2026-08-19機能アップデートGeneral availability

管理者がデータの移動種別ごとに、タグまたはアカウント単位で制限・通知・ブロックを設定できる

Data movement policies は、Snowflake のデータ流出防止 controls の一部です。条件付きの SQL-style policy により、データ移動の種類に応じて操作を制限、通知、またはブロックできます。COPY INTO、Snowsight、agent、UI ダウンロード、driver などからのアクセスを対象にできます。
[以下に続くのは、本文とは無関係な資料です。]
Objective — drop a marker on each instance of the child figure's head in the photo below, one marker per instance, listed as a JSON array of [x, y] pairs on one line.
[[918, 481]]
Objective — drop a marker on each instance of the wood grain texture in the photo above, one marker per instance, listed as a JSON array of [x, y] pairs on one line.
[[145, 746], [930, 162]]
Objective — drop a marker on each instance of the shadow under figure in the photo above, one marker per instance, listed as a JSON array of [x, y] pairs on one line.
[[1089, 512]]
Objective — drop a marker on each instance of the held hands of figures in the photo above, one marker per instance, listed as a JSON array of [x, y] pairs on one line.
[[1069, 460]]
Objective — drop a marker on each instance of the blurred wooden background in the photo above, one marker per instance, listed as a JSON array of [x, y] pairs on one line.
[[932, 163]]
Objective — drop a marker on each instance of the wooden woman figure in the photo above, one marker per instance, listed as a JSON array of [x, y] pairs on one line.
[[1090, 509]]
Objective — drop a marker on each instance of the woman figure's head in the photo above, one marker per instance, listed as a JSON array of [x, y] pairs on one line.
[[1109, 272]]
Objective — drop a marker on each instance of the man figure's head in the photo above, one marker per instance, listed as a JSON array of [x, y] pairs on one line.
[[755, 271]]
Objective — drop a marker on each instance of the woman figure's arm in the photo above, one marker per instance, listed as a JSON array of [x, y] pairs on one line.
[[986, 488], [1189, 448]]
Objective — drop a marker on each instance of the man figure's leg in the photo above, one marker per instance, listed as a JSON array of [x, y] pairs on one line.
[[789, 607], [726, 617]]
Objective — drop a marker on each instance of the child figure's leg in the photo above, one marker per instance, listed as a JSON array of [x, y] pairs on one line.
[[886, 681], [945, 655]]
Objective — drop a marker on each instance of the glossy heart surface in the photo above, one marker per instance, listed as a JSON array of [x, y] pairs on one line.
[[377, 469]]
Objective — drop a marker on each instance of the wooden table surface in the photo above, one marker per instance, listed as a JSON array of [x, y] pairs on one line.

policy はタグ経由で列・テーブル・schema・database に適用するか、account の baseline policy として直接設定できます。

CHANGE TYPE
機能アップデート
PRIMARY AUDIENCE
Snowflake アカウント管理者・セキュリティ管理者
AVAILABILITY
General availability
01

なぜ重要か

従来は、データの利用権限と、外部 stage への export、UI ダウンロード、programmatic fetch などのデータ移動を個別に制御する必要がありました。この機能により、移動種別を条件として、データ流出につながる操作を制限・通知・ブロックする policy を Snowflake 内で設定できます。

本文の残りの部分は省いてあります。